Save Our Communities wants the Utah Supreme Court to decide what language voters will see on ballots in November regarding a proposed zoning change on a former gravel pit at approximately 9400 South and 1000 East.

The zoning change has been the crux of a fight between Save Our Communities, Sandy city and developer Boyer Co. for months as the activist group has fought to keep development out of the 107-acre site. The Sandy City Council approved a zoning change last November that would allow a Boyer Co. development with a Wal-Mart and Lowe's Home Improvement store.

Save Our Communities sought a voter referendum on the zoning change, but Sandy city fought the group's efforts to put the change on the ballot. The Utah Supreme Court ruled July 1 that Sandy must hold the referendum. The Boyer Co. petitioned the court Aug. 1 for a rehearing of the case, but there has not yet been a response to that petition.
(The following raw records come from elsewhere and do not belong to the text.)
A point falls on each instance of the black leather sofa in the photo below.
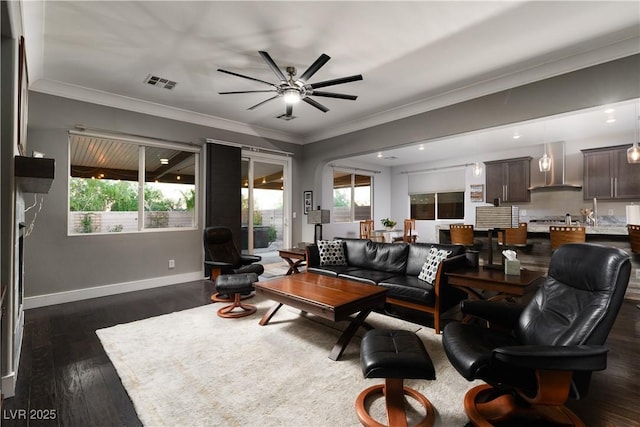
(396, 266)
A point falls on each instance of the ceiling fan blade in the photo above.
(333, 95)
(336, 81)
(244, 77)
(263, 102)
(271, 63)
(315, 104)
(313, 68)
(246, 91)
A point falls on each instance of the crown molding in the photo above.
(79, 93)
(551, 68)
(610, 52)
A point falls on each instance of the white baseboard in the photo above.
(9, 385)
(106, 290)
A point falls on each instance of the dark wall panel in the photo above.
(223, 197)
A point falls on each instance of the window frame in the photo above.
(352, 187)
(142, 144)
(436, 204)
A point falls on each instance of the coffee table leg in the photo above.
(269, 314)
(348, 333)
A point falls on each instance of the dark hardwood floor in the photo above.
(64, 373)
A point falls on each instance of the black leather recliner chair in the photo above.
(223, 257)
(551, 346)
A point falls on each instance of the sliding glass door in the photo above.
(265, 203)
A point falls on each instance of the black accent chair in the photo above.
(221, 256)
(546, 351)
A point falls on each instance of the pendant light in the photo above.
(477, 166)
(633, 153)
(545, 161)
(477, 169)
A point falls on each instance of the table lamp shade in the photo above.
(490, 217)
(320, 216)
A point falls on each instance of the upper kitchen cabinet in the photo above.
(508, 180)
(608, 175)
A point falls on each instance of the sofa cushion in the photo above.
(330, 270)
(418, 255)
(430, 266)
(366, 276)
(380, 256)
(410, 288)
(331, 252)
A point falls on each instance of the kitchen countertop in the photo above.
(542, 227)
(612, 229)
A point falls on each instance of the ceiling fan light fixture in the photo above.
(292, 96)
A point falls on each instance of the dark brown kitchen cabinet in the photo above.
(508, 180)
(608, 175)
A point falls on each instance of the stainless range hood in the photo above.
(554, 179)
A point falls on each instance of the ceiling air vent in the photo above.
(160, 82)
(286, 117)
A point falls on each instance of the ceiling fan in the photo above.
(293, 89)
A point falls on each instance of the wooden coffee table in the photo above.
(328, 297)
(494, 280)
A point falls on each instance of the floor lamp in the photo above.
(318, 217)
(493, 218)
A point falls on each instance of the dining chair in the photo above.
(561, 234)
(461, 234)
(366, 229)
(407, 232)
(634, 237)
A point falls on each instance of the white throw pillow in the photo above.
(430, 266)
(331, 252)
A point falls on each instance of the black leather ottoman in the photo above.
(235, 285)
(394, 355)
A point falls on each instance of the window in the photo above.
(108, 194)
(446, 205)
(351, 197)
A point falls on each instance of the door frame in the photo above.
(285, 162)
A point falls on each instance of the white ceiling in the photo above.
(414, 56)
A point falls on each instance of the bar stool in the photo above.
(561, 234)
(514, 237)
(634, 237)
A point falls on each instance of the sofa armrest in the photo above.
(313, 256)
(448, 296)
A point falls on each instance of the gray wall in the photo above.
(55, 262)
(601, 84)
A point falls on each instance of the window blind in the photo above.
(437, 181)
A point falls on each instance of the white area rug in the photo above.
(193, 368)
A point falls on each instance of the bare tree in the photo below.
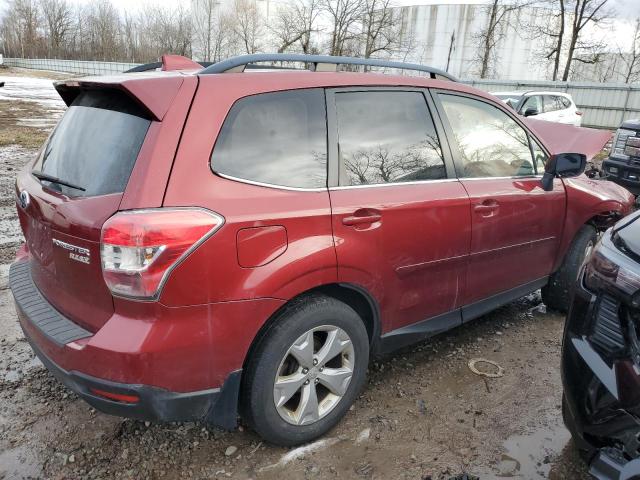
(380, 27)
(345, 17)
(631, 59)
(493, 32)
(58, 18)
(584, 13)
(248, 25)
(295, 23)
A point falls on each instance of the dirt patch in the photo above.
(423, 414)
(14, 124)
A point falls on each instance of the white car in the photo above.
(550, 106)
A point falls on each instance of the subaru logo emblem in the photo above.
(24, 199)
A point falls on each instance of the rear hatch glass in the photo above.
(95, 145)
(75, 185)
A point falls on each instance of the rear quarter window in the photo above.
(95, 145)
(277, 138)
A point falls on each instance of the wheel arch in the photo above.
(356, 296)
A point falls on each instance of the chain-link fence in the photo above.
(605, 105)
(78, 67)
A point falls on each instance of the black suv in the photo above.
(601, 355)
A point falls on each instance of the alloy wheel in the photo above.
(314, 375)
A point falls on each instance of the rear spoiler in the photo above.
(153, 92)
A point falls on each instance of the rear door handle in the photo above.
(361, 219)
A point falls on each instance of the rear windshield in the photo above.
(95, 145)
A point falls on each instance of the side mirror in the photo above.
(563, 165)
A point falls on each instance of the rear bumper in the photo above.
(55, 339)
(151, 403)
(623, 174)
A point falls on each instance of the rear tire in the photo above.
(557, 293)
(283, 362)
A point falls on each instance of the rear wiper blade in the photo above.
(50, 178)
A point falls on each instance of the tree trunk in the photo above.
(556, 62)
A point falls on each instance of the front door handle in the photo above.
(362, 217)
(488, 206)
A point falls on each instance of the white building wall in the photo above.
(517, 55)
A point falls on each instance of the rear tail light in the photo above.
(140, 248)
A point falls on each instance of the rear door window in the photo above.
(551, 104)
(533, 103)
(277, 138)
(386, 137)
(95, 145)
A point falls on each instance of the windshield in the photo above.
(93, 149)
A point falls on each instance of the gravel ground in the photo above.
(423, 414)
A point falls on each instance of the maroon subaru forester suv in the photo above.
(208, 243)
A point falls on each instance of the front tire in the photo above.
(557, 293)
(306, 371)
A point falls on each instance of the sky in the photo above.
(624, 8)
(617, 33)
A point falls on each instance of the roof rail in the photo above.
(320, 63)
(155, 65)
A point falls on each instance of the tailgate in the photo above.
(65, 196)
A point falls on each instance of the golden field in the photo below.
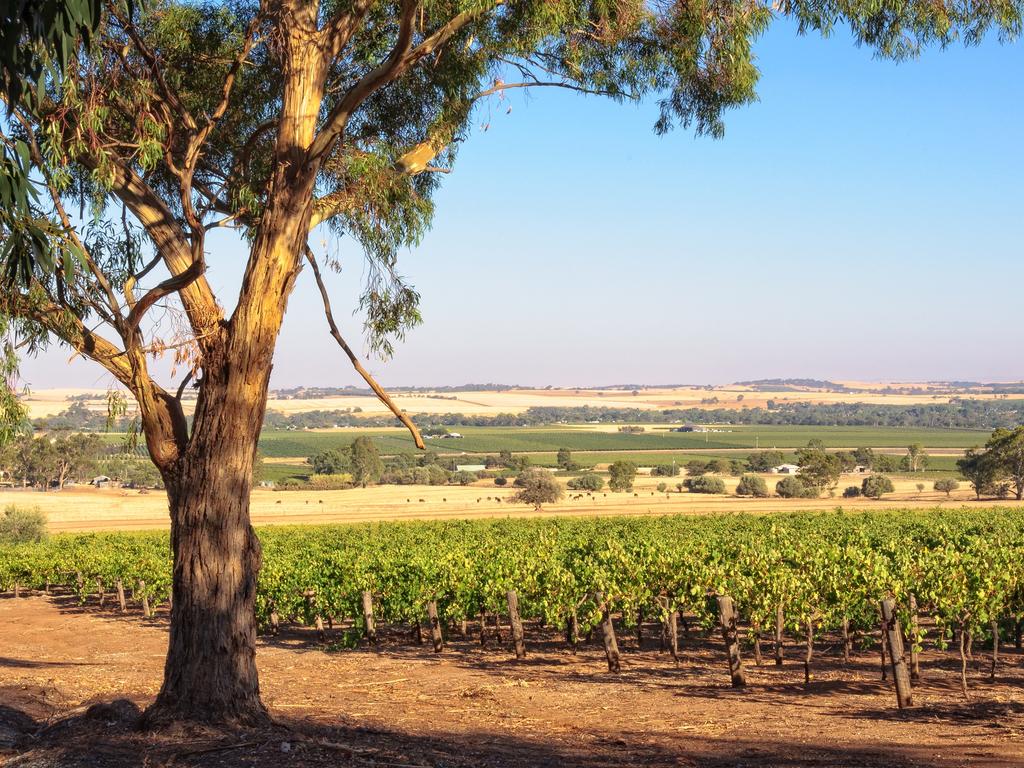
(78, 509)
(49, 401)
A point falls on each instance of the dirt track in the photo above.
(403, 706)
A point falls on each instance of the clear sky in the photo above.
(862, 220)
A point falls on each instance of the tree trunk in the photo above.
(728, 619)
(210, 673)
(516, 622)
(914, 630)
(369, 626)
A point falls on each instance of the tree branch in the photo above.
(378, 389)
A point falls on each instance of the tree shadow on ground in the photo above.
(104, 735)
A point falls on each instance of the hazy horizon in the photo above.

Now, Save Our Communities wants the court to look at the language that Sandy City Attorney Walter Miller crafted. The group says that Miller's language amounts to little more than favorable marketing.

"They just make it sound flowery and wonderful and market it as though it's the perfect situation," said Robyn Bagley, a spokeswoman for Save Our Communities. "People need to understand when they go into vote, what am I going to get?"

Save Our Communities' request to the Supreme Court said that "the Sandy City Ballot Title utterly fails to inform voters of the consequences of their vote. This failure is a grave threat to the people's sacrosanct right of referendum."

Miller said he did his best to draft impartial language, as state law requires for voter referenda. Save Our Communities wants specific uses listed in the referendum — a sort of "before" and "after" look at the ordinance — but Miller said he tried to keep specific land uses out of the referendum for a good reason.

"There were over 50 different uses under the previous ordinance, and 150 uses under the new ordinance," Miller said. "Either you cull out certain uses or you don't. If you cull out certain uses, then you're going to favor certain parties, and if you cull out other uses, you're going to favor other parties. I chose not to cull out any uses and use the language by the City Council."

A phone call to Wade Williams, director of retail development at the Boyer Company, was not returned Wednesday.

The Boyer Company's petition for a case rehearing and this new petition by Save Our Communities have no specific deadlines for decisions, although all parties hope the court will rule on their requests well in advance of the Nov. 8 general election. Sandy City officials did not know how much lead time they would need to put new referendum language on the ballot, but speculated that it would take several weeks to distribute ballots with revised language.

The Supreme Court has written language for ballot initiatives and referenda in the past. Specifically, in 2000, the court drafted the language for Initiatives A and B. Voters passed both initiatives — Initiative A made English the official state language, and Initiative B required that all proceeds from criminal forfeitures be turned over to the state treasurer's office.